Utah Lawmaker Seeks Porn Restrictions for ISPs
SALT LAKE CITY — Utah state Sen. Todd Weiler, who led the successful charge to declare pornography a public health crisis, is planning to introduce legislation designed to heavily restrict access to porn across the state.
Weiler plans to introduce at least three new proposals in the next legislative session, according to a report from CBS News.
One plan could require ISPs to add filters like what is now mandatory in the U.K.
Weiler’s plan would force Utahns to opt-in to view pornography in the predominantly Mormon state.
In the U.K., Prime Minister David Cameron announced in 2013 that ISPs would give customers the option of filtering out pornography.
The Queen this week confirmed plans to add a new law requiring age verification for those websites that include sexually explicit material.
Weiler’s other two bills would help to restrict kids' access to sexually explicit material by adding filters on smartphones and tablets, as well as in libraries.
Weiler’s idea would be that these devices would come pre-installed so that they filter out porn sites. In order to remove the filter, users would have to prove that they're at least 18 years old.

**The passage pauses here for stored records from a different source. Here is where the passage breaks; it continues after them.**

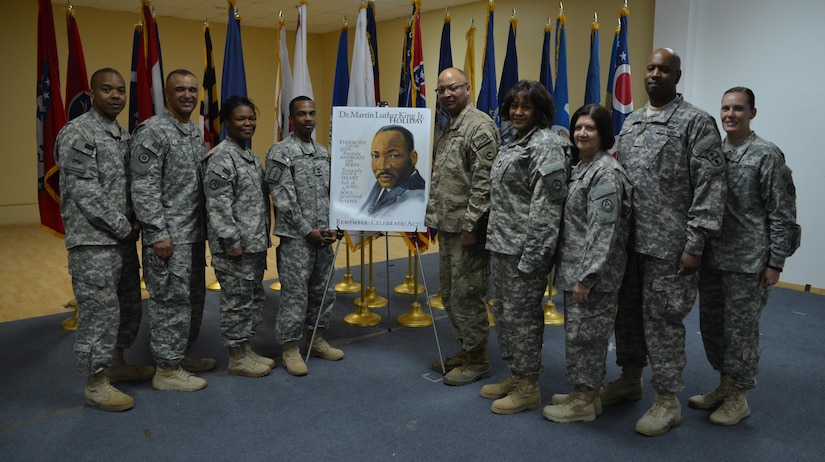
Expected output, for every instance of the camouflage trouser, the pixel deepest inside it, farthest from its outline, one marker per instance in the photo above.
(303, 270)
(242, 295)
(653, 303)
(106, 284)
(177, 289)
(463, 279)
(730, 305)
(587, 328)
(518, 313)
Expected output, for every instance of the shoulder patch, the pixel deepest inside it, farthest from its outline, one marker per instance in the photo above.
(554, 176)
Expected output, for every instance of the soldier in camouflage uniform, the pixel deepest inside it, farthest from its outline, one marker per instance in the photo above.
(528, 184)
(759, 232)
(672, 155)
(298, 176)
(92, 153)
(458, 207)
(590, 261)
(237, 208)
(167, 190)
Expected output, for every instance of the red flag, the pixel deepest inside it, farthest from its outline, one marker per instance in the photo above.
(77, 83)
(152, 55)
(50, 119)
(144, 81)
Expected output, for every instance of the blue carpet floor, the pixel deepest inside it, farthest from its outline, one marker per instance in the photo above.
(381, 402)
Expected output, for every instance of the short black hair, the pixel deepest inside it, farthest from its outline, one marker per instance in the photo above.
(295, 100)
(604, 125)
(409, 141)
(539, 97)
(232, 103)
(747, 91)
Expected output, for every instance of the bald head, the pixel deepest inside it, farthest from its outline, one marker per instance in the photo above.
(664, 69)
(453, 90)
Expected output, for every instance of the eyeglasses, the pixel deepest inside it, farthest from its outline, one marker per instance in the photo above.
(452, 88)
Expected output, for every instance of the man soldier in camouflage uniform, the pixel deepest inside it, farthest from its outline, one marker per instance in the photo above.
(92, 153)
(458, 207)
(758, 232)
(671, 152)
(298, 175)
(237, 205)
(167, 190)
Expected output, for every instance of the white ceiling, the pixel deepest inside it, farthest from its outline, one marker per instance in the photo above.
(322, 15)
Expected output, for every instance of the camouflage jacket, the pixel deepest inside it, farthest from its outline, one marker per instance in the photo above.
(92, 155)
(674, 161)
(298, 176)
(237, 199)
(760, 226)
(167, 180)
(592, 244)
(460, 188)
(528, 186)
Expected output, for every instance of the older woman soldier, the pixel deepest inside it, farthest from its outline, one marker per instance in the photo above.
(528, 187)
(237, 206)
(590, 261)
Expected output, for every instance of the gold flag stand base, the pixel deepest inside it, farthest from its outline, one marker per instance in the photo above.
(70, 323)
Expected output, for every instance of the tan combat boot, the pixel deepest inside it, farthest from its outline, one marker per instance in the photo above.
(292, 359)
(579, 406)
(476, 367)
(526, 396)
(322, 349)
(666, 413)
(627, 387)
(713, 398)
(122, 371)
(100, 393)
(733, 409)
(176, 378)
(501, 389)
(241, 363)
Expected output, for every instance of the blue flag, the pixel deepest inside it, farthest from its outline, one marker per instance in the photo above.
(445, 60)
(591, 89)
(233, 75)
(509, 76)
(340, 89)
(619, 83)
(487, 98)
(405, 86)
(546, 73)
(561, 122)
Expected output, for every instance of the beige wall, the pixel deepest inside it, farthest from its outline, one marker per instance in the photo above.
(107, 42)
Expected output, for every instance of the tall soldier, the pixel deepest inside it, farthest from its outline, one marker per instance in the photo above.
(298, 176)
(92, 153)
(459, 208)
(672, 155)
(167, 190)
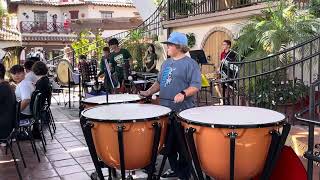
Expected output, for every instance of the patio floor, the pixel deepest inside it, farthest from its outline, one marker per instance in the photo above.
(68, 158)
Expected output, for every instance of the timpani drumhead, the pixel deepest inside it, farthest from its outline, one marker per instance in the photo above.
(62, 71)
(112, 99)
(126, 112)
(236, 116)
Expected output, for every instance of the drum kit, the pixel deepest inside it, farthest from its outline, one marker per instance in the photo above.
(223, 142)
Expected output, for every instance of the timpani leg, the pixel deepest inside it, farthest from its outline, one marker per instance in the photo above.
(193, 151)
(121, 151)
(156, 141)
(86, 128)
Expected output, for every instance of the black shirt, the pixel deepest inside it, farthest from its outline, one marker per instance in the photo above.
(43, 85)
(7, 109)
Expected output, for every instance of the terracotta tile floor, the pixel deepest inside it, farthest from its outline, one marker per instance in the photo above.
(68, 158)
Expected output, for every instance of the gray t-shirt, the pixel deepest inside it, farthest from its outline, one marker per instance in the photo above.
(176, 76)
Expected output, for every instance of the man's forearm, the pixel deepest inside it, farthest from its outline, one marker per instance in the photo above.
(24, 104)
(154, 88)
(191, 91)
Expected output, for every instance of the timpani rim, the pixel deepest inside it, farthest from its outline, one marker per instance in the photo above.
(128, 120)
(105, 103)
(233, 126)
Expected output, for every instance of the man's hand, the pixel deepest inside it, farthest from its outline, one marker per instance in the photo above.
(179, 98)
(144, 93)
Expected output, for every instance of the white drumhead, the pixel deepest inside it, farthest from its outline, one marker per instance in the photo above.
(113, 98)
(122, 112)
(231, 115)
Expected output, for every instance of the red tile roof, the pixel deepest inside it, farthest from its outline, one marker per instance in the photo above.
(97, 3)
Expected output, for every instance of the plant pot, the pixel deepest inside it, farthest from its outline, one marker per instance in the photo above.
(180, 16)
(291, 109)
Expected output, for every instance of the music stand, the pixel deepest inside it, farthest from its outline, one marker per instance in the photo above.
(199, 56)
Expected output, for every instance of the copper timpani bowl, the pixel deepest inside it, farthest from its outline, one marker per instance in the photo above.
(138, 132)
(214, 123)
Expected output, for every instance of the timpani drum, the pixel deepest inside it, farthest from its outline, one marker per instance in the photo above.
(212, 127)
(137, 124)
(62, 70)
(112, 99)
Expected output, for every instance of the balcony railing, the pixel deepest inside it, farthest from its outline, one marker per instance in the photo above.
(44, 27)
(178, 9)
(7, 34)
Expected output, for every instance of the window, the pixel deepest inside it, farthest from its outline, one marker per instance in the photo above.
(106, 14)
(40, 20)
(74, 14)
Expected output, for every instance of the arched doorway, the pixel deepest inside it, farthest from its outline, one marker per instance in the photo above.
(212, 47)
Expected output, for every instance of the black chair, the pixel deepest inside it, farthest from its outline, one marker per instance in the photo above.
(48, 113)
(36, 105)
(13, 135)
(25, 126)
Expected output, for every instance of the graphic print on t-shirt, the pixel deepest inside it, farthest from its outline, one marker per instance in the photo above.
(119, 59)
(167, 76)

Industry attorney Lawrence Walters of Walters Law Group told XBIZ that Weiler’s plan for ISP filters is a faulty one.
"Just like the wave of online ‘decency’ laws that were passed last decade, this ill-fated proposal would likely be struck down as a violation of both the 1st Amendment and the dormant Commerce Clause,” Walters said. “The potential for minors to access adult materials has not been sufficient to justify numerous attempts to regulate online speech based on its content in the past.
“Moreover, the Commerce Clause does not permit individual states to burden Internet commerce in this manner."
Industry attorney Marc Randazza of Randazza Legal Group quipped to XBIZ, "He can introduce whatever he wants. The First Amendment will not abide it."